About 100 people in the United States lose central vision due to LHON each year, joining the 4,000 or so Americans who are already legally blind due to LHON.
It’s estimated that about 35,000 people worldwide have LHON vision. About 25% of those affected are female; 75% male.
Thousand carry a LHON genetic mutation, and each could suddenly lose their central vision at any time as onset of vision loss can happen at any age.
In the U.S. and most other countries, there is no approved treatment for LHON.
INDICATIONFRIEDREICH’S ATAXIA
Friedreich’s Ataxia (also called FA) is a rare inherited disease caused by a defect (mutation) in a gene labeled FXN, which carries the genetic code for a protein called frataxin, which leads to progressive nervous system damage and movement problems.

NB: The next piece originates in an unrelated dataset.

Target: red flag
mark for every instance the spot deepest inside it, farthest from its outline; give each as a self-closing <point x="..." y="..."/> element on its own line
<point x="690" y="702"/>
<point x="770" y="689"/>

It usually begins in childhood and leads to impaired muscle coordination (ataxia) that worsens over time. The damage results in awkward, unsteady movements and impaired sensory functions.
Generally, within 10 to 20 years after the appearance of the first symptoms the person is confined to a wheelchair. Friedreich’s Ataxia can shorten life expectancy, and heart disease is the most common cause of death.
About one in 50,000 people in the United States has Friedreich’s ataxia. It is estimated there are 4,000 individuals affected with FA in the U.S., and 15,000 affected individuals worldwide.
As with many degenerative diseases of the nervous system, there is currently no cure or effective treatment for Friedreich’s Ataxia.